Еще обязательно надо сказать о чтении вслух. Это важно, потому что совместное проживание — это процесс. И родитель, и ребенок находятся не только в одном физическом пространстве. Чтение вслух — очень мощный контакт. Больше нет таких моментов — мама вечно чем-то занята, пишет эсэмэски, думает о работе, о чем-то еще, а вот тут они реально вместе. Но потом это заканчивается, ребенок уже начинает читать сам, а ему и говорят: все, научился читать — теперь давай сам. Это в худшем случае, некоторые на ночь еще читают, но в целом перестают. Но читать самому — это уже труд, особенно в самом начале, это уже не удовольствие. Ребенок перестает чувствовать связь между книжкой и удовольствием, во-первых, а во-вторых — теряется контакт. Потом они становятся взрослыми, и родители причитают: где же мой ребеночек, у меня с ним нет контакта. Мне кажется, чтение — одна из возможностей остаться с ребенком в контакте, несмотря на то что он вырос и уже другой. Чтение вслух до подросткового возраста — возможность сохранить этот контакт и общее пространство переживаний. Другого способа я не знаю.
— Даже телевизор вместе смотреть не работает?

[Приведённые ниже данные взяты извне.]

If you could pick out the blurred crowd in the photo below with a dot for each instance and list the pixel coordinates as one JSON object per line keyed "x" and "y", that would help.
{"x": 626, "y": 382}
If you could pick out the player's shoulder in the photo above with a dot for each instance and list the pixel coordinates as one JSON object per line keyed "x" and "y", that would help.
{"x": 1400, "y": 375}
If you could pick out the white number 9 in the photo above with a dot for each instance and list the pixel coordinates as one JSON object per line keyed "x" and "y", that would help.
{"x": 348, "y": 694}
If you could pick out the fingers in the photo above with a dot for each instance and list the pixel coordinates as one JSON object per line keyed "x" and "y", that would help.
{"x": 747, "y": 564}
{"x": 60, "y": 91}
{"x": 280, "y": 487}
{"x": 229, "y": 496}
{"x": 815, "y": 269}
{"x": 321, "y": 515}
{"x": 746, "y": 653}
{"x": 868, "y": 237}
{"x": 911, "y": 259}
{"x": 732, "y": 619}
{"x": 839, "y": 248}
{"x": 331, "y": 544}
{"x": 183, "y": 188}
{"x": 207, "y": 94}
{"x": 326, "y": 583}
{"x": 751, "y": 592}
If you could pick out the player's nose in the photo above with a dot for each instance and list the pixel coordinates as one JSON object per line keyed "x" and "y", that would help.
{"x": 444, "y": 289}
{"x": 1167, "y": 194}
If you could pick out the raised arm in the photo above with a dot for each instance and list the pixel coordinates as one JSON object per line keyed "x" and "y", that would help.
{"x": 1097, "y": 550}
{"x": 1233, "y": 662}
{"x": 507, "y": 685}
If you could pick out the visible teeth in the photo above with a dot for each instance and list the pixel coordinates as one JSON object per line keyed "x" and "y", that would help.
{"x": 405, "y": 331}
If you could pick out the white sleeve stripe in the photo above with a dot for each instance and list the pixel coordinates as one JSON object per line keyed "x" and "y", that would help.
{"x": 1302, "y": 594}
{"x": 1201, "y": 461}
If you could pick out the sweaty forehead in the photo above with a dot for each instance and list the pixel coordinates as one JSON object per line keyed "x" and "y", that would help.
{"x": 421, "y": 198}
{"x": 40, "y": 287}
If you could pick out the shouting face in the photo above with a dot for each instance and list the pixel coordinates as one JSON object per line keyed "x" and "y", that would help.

— Нет, мы же сейчас телевизор смотрим как... я ставлю перед собой ноутбук — мало ли что, у мужа тоже ноутбук на всякий случай, старшая дочь уже тоже так делает. При этом вроде мы все смотрим фильм. Нет, бывает, конечно, что действительно смотрим и это общий процесс, но все реже. А с чтением так невозможно. Чтение — профилактическое средство от потери общего языка.